Sen. Orrin Hatch (R-UT), a leading critic of the Obama Administration’s decision to gut welfare reform, visited Heritage to “fact check the fact checkers” on the controversial directive from the Department of Health and Human Services. He detailed areas in which self-appointed arbiters have gotten their facts wrong.
Following Hatch’s remarks, panelists including Heritage’s Robert Rector, blogger Mickey Kaus and Kay Hymowitz of the Manhattan Institute, exploreed other areas where the “fact checkers” don’t have their facts right.
Under the Obama Administration’s new policy, announced on July 12, states could receive waivers that would be inconstant with the welfare reform law’s performance measures. Rector, who played an instrumental role in the 1996 law, has argued the waiver policy not only undermines the success these standards helped to bring about, but also violates the letter and intent of the law.

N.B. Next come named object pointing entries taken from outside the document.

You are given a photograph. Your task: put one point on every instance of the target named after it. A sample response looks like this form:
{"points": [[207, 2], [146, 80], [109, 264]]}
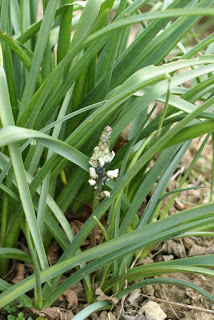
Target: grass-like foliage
{"points": [[65, 78]]}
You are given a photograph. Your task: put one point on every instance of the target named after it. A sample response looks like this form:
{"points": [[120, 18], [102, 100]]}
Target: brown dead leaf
{"points": [[168, 257], [103, 297], [71, 297], [107, 316], [134, 297], [197, 250], [52, 313], [175, 248], [76, 225], [67, 315], [20, 273]]}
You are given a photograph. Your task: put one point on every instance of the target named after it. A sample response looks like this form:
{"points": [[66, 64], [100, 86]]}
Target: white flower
{"points": [[101, 162], [105, 194], [93, 173], [113, 173], [92, 182]]}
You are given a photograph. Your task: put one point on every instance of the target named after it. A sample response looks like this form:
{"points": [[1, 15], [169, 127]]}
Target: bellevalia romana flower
{"points": [[99, 161]]}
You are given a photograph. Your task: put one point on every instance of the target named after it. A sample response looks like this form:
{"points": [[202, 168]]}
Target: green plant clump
{"points": [[70, 83]]}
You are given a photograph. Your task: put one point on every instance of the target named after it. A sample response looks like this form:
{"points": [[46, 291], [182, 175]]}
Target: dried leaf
{"points": [[51, 313], [152, 311], [107, 316], [175, 249], [103, 297], [134, 296], [71, 297], [20, 273], [197, 250]]}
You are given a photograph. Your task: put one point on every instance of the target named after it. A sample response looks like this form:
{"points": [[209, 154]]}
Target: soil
{"points": [[176, 302]]}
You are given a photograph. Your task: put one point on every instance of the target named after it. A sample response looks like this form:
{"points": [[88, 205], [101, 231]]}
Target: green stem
{"points": [[38, 289]]}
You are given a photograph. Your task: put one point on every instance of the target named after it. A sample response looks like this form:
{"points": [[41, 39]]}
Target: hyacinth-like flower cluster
{"points": [[99, 161]]}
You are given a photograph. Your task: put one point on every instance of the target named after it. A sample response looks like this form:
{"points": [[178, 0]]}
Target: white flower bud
{"points": [[101, 162], [113, 173], [93, 163], [93, 173], [92, 182], [105, 194]]}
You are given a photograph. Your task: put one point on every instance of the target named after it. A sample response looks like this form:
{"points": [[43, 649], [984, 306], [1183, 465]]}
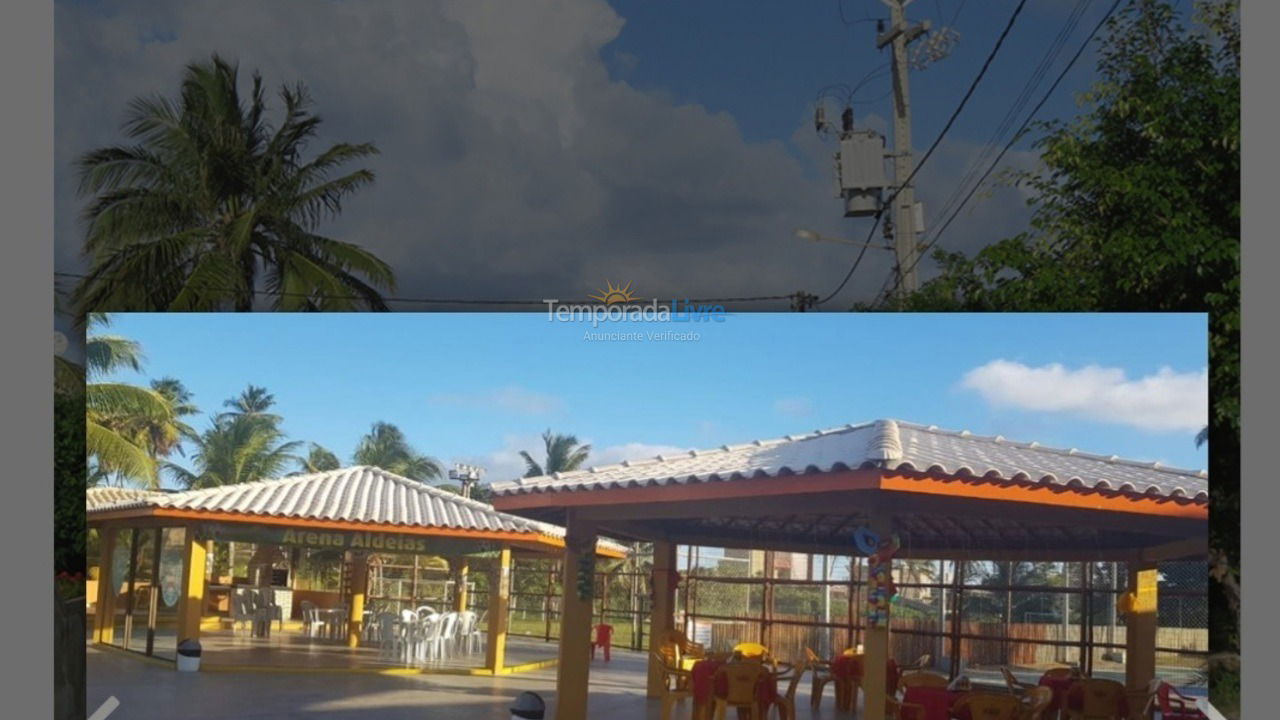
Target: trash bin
{"points": [[528, 706], [188, 656]]}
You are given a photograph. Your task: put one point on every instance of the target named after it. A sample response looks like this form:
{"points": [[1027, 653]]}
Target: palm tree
{"points": [[319, 460], [387, 447], [252, 402], [563, 454], [115, 411], [236, 449], [210, 204], [164, 438]]}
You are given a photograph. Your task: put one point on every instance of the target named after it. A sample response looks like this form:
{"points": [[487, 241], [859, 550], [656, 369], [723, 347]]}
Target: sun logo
{"points": [[613, 295]]}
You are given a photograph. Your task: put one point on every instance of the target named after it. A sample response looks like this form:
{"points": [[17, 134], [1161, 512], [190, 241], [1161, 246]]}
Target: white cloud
{"points": [[1162, 401], [794, 406], [508, 399]]}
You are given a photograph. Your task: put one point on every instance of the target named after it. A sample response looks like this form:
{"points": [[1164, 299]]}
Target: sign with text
{"points": [[343, 540]]}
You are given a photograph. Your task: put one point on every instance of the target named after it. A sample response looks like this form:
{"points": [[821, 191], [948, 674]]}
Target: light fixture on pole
{"points": [[467, 477]]}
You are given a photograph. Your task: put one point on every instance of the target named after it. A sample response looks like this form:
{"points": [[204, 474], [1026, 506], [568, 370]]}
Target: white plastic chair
{"points": [[391, 643], [469, 632], [448, 634], [429, 638], [242, 611], [310, 618]]}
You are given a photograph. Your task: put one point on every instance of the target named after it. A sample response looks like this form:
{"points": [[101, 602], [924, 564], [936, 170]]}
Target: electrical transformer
{"points": [[860, 172]]}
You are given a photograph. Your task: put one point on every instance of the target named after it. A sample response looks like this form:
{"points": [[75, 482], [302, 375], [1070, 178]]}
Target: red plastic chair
{"points": [[1176, 706], [603, 639]]}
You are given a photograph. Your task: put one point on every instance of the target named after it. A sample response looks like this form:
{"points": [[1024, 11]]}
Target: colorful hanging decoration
{"points": [[881, 589]]}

“Gutting welfare work requirements with the stroke of a pen and without congressional input is simply unacceptable and cannot be allowed to stand,” Hatch said in a statement released July 18. “Neither the Obama Administration nor any administration should have the power to unilaterally change the law as it sees fit.”
As a result of the 1996 reforms, stagnant welfare rolls experienced unprecedented declines. Millions of families left welfare for jobs.